We’re on txAdmin v4.10.0 / artifacts 5104
If anyone could offer thoughts on the above or advice on what further I can do to troubleshoot this issue , that’d be greatly appreciated.

Just a side note, I tried posting the above message on discord gated-support but for some reason snaily keeps deleting it due to “banned word” - No idea what word that might be.

Thank you.
-snags

nta · January 7, 2022, 10:51am

Can you send the .etl by chance?

Profiler lately has a few attribution issues apparently, so unless running it in ‘resource’ mode that’s not really anything to go by. It appears it’s not attributing the profiler event to the actual event handler anymore, bit whoops maybe (ignoring the name argument to ThreadNow)
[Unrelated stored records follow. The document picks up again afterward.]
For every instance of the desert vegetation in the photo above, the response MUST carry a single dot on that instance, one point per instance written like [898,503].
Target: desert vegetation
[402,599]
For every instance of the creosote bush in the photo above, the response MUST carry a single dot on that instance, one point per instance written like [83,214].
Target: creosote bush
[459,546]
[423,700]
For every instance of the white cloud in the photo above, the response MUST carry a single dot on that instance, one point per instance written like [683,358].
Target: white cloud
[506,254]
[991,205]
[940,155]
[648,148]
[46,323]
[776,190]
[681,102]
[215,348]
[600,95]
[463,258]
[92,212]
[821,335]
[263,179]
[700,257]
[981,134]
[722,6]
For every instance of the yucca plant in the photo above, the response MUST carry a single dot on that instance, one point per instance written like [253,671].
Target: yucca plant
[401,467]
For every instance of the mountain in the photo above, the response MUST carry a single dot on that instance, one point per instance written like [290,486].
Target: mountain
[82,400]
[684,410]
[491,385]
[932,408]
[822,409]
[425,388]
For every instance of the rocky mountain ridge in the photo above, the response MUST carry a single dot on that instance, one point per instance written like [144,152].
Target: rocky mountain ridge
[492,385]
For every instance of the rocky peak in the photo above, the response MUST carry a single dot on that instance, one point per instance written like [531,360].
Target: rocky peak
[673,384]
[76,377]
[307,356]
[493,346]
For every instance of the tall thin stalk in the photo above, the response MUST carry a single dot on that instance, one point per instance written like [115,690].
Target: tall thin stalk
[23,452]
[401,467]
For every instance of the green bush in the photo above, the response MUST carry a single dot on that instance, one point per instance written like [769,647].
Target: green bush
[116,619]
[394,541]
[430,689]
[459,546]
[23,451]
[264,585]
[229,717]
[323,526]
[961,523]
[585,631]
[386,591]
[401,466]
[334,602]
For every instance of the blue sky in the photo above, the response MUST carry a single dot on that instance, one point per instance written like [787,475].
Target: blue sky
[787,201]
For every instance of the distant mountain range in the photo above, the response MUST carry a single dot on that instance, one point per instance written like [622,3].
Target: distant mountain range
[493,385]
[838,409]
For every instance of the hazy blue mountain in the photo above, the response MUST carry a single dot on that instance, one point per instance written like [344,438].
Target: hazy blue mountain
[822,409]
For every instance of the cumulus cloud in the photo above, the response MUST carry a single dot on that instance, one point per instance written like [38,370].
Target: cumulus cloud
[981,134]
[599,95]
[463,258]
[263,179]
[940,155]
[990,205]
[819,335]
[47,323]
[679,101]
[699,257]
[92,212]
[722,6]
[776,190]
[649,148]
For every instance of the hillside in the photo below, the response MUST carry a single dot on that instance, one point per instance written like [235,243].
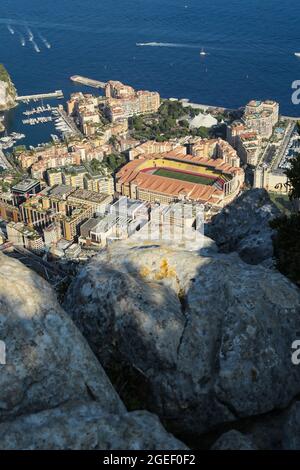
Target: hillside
[8,91]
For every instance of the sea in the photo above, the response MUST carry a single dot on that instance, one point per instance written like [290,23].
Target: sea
[153,45]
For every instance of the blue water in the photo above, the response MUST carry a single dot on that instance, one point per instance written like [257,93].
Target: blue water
[251,45]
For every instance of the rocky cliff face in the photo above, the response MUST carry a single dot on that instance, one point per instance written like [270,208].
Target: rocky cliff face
[53,391]
[208,337]
[243,226]
[7,91]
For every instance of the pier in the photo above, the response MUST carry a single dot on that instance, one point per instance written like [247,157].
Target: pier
[58,94]
[87,81]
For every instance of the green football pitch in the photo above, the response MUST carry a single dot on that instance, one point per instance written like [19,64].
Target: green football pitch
[184,177]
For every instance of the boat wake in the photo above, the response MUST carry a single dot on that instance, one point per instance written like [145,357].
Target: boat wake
[45,41]
[166,44]
[30,34]
[22,39]
[10,29]
[35,46]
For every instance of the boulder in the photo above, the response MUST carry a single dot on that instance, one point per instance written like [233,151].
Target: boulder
[233,440]
[243,226]
[48,362]
[86,426]
[54,394]
[201,341]
[291,428]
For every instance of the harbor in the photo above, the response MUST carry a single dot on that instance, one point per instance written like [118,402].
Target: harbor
[58,94]
[87,81]
[9,141]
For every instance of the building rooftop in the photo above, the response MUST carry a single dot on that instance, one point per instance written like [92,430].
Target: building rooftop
[90,196]
[25,185]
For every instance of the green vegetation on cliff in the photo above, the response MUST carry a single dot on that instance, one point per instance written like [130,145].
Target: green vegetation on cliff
[287,241]
[11,93]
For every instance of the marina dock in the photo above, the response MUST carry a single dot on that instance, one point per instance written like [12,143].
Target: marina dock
[58,94]
[87,81]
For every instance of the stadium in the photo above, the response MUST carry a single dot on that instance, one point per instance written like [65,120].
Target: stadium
[174,176]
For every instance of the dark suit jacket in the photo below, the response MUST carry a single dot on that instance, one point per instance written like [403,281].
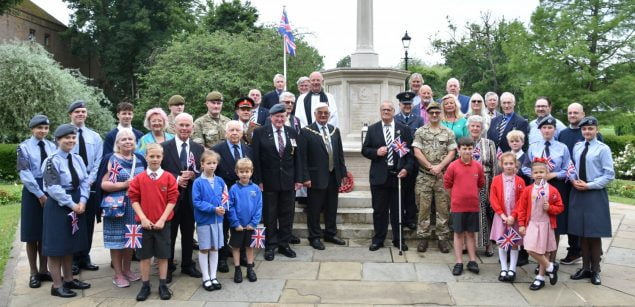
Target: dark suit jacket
[226,169]
[276,173]
[379,165]
[172,164]
[515,123]
[316,157]
[270,99]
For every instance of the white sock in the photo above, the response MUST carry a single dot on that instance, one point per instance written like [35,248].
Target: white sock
[203,262]
[513,259]
[502,256]
[213,263]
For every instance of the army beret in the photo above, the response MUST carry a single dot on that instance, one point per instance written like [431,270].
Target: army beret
[38,120]
[588,121]
[433,105]
[76,104]
[244,102]
[547,121]
[406,97]
[214,96]
[64,130]
[176,100]
[278,108]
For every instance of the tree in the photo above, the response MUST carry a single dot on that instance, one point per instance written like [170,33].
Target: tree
[231,63]
[31,82]
[123,34]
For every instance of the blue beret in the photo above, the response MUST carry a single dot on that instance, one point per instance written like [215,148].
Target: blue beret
[588,121]
[38,120]
[278,108]
[76,104]
[64,130]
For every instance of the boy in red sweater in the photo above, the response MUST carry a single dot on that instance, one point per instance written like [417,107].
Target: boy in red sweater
[464,179]
[153,195]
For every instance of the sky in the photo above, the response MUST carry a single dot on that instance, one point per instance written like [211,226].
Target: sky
[330,25]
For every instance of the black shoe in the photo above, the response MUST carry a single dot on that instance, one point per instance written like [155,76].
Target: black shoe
[269,254]
[581,274]
[222,265]
[76,284]
[404,247]
[287,251]
[334,240]
[251,275]
[143,293]
[375,246]
[192,271]
[537,285]
[238,275]
[458,269]
[34,281]
[553,275]
[473,267]
[62,292]
[164,292]
[317,244]
[294,240]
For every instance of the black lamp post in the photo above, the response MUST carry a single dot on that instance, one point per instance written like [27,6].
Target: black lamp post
[405,41]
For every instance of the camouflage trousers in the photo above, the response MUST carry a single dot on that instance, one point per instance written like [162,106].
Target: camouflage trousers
[427,189]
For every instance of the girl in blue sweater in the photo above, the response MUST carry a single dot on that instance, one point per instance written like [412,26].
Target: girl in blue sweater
[210,198]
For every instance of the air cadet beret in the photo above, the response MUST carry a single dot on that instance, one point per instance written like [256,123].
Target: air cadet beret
[176,100]
[406,97]
[433,105]
[244,102]
[76,104]
[64,130]
[212,96]
[278,108]
[588,121]
[547,121]
[38,120]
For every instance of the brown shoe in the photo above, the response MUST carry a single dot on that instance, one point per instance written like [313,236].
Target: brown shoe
[423,246]
[443,246]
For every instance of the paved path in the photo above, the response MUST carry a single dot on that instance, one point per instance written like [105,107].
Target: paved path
[353,275]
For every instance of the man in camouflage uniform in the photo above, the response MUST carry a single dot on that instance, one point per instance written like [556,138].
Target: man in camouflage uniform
[209,129]
[434,147]
[176,105]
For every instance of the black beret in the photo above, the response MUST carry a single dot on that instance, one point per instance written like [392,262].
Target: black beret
[64,130]
[38,120]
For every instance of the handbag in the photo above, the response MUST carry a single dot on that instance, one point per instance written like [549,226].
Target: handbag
[114,204]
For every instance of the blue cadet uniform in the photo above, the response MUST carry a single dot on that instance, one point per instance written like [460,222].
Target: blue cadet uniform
[30,156]
[66,188]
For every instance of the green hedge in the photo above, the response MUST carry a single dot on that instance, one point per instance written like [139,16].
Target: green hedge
[8,171]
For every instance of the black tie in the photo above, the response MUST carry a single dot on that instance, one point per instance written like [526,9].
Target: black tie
[183,156]
[82,147]
[43,154]
[236,153]
[71,168]
[583,162]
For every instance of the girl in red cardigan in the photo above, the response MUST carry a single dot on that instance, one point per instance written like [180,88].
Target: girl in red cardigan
[505,191]
[536,212]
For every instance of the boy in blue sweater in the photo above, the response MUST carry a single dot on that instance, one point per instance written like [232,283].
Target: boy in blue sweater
[245,210]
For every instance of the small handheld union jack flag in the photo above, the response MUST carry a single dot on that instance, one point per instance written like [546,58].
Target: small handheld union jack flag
[508,239]
[258,238]
[114,171]
[74,220]
[400,147]
[133,235]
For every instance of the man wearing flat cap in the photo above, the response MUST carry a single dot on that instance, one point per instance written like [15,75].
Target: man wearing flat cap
[278,171]
[209,129]
[90,148]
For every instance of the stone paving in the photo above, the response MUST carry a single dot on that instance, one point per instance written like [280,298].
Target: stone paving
[352,275]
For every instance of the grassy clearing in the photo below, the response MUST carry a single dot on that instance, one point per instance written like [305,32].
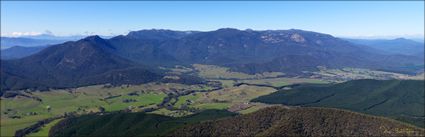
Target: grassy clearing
[217,72]
[345,74]
[277,82]
[44,131]
[81,100]
[225,98]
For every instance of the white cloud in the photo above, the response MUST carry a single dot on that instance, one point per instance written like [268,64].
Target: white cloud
[19,34]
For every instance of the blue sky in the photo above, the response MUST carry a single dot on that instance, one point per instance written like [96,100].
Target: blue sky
[343,18]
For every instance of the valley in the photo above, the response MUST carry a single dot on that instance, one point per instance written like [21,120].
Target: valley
[226,90]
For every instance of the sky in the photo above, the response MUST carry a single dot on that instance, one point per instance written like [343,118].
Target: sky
[338,18]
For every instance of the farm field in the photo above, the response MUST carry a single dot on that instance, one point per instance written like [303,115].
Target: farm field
[20,112]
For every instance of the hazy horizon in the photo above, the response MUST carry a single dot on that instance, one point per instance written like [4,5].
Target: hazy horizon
[340,19]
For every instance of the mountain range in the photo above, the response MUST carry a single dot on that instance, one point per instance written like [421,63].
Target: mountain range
[94,60]
[394,46]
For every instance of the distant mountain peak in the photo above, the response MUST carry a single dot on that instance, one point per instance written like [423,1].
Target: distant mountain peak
[92,38]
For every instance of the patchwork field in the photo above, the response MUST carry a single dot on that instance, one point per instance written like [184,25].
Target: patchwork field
[20,112]
[26,109]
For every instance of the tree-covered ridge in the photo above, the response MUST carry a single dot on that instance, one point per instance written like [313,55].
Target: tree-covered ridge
[399,99]
[279,121]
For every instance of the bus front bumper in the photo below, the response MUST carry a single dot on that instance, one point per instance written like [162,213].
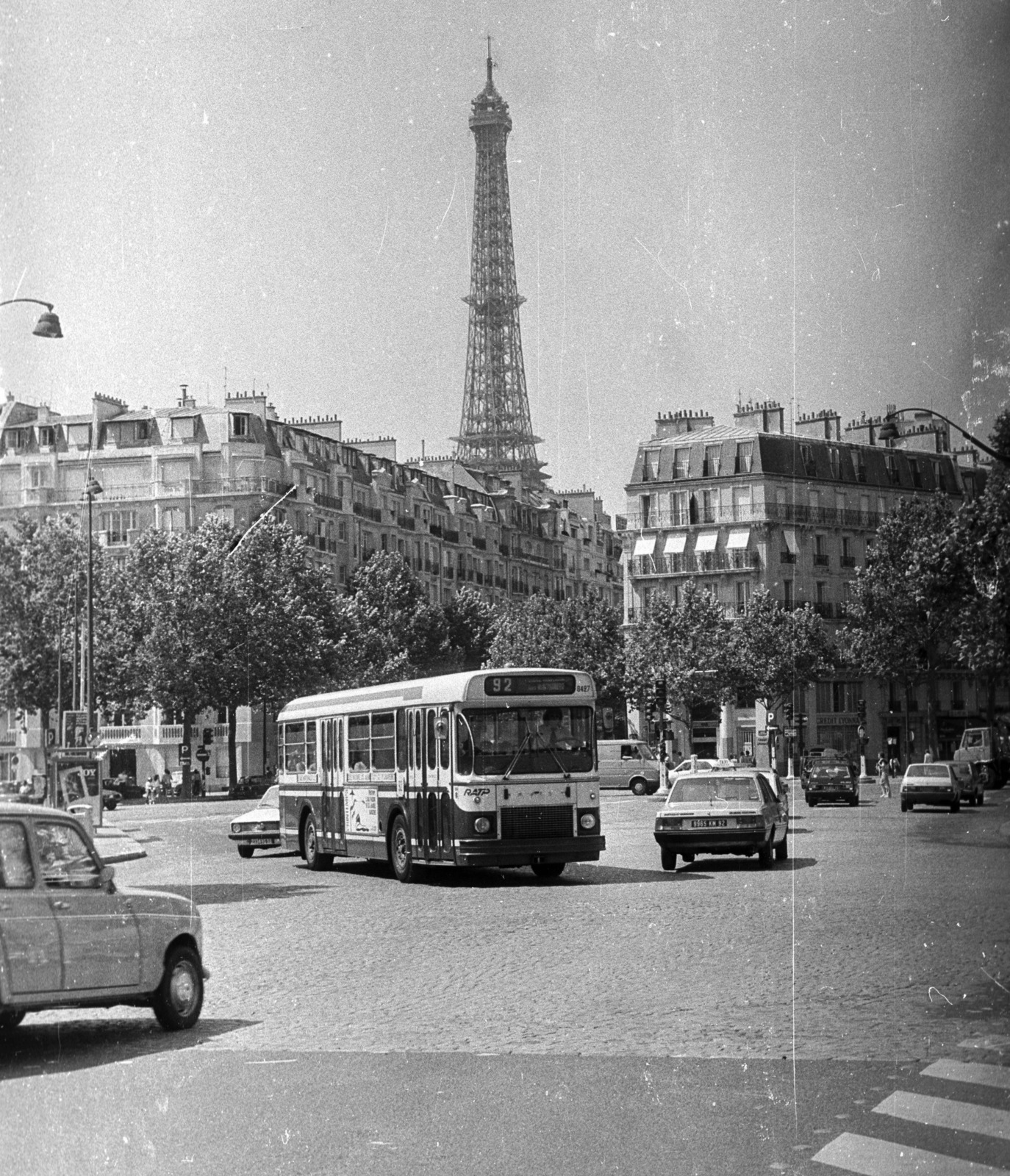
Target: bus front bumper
[525,853]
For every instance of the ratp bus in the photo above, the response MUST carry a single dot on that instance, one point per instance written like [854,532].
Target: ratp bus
[482,768]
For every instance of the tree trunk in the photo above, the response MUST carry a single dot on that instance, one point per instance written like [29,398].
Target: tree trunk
[233,767]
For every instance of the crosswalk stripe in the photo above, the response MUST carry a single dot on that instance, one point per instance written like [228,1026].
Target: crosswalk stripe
[947,1113]
[980,1073]
[881,1158]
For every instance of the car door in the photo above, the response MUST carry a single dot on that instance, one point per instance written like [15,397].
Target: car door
[98,928]
[29,938]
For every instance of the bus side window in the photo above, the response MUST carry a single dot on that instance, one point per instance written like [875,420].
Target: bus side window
[401,740]
[431,750]
[443,742]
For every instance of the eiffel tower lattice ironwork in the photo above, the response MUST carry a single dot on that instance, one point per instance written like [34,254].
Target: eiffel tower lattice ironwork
[495,429]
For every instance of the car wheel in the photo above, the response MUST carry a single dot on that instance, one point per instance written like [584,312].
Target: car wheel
[179,997]
[400,858]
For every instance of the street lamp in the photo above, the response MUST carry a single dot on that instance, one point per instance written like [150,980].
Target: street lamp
[49,325]
[889,429]
[90,491]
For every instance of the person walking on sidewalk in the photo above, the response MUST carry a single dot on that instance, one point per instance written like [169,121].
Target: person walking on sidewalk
[884,774]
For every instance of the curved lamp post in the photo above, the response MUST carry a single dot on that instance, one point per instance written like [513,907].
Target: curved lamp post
[49,325]
[889,429]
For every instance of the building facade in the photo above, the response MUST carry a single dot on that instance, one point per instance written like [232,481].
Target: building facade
[748,506]
[174,467]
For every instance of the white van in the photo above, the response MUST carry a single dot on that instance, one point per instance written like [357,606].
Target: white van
[628,764]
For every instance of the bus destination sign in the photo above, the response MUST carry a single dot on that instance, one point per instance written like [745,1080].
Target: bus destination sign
[504,686]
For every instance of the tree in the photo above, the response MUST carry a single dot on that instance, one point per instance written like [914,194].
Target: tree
[774,650]
[902,606]
[682,652]
[580,633]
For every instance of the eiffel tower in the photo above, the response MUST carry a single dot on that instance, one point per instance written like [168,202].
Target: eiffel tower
[495,431]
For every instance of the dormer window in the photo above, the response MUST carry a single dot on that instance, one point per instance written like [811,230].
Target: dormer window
[239,425]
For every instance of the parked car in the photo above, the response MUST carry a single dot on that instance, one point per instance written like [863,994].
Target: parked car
[973,780]
[831,780]
[735,811]
[71,938]
[628,764]
[260,828]
[931,784]
[251,787]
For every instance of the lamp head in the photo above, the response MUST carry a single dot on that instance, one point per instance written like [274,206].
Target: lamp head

MelbRP · January 8, 2022, 5:28pm

Hey d-bubble sorry for the late reply; Sure thing - I’ve uploaded the .etl to onedrive as it’s 200mb. Hope it helps in some way:

Darn, that’s a shame - Is there anything else I can do to nail down what’s causing this hitching?

I’m about ready to try downgrading artifacts (as the issue appeared at a similar time to us upgrading) and if that doesn’t work, copy/migrate the server onto a linux host to see if there’s any difference in performance.
Trying to optimize all I can without knowing what potential resource is responsible

Thanks!
-snags

nta · January 9, 2022, 12:29pm

Latest server versions fixed profiler’s attribution again, ‘downgrading artifacts’ probably won’t help (and if it does, please don’t leave it at that but try to deduce a repro), and ‘copy onto a linux host’ just seems like a recipe for more issues.

Again though, profiler's resource mode may be needed to find out these ‘ESX’ server callback things as this weird system of theirs does some recursive call oddity.

~~In your test case, it seems to be some C# resource being slow, what C# resources (as shown by a .net.dll being present) do you have?~~

Measuring tick start/end events and finding the first slow tick start before the end shows it’s your discord-screenshot resource doing some slow stuff. I guess it’s this one, and probably it’s performing some slow synchronous operations.

… no, this resource in your case is a C# version with the same name (where from? or worse, _did something inject a .net.dll in your discord-screenshot resource?), and it’s ‘slow’ as it’s indeed ~~doing blocking I/O~~ page-faulting due to low memory?! which is taking ~400ms on the VPS/VM/whatever you’re running.

It’d be really helpful to have access to this machine as this is some weird stuff going on, mainly a resource that should be mostly JS/TS running C# code.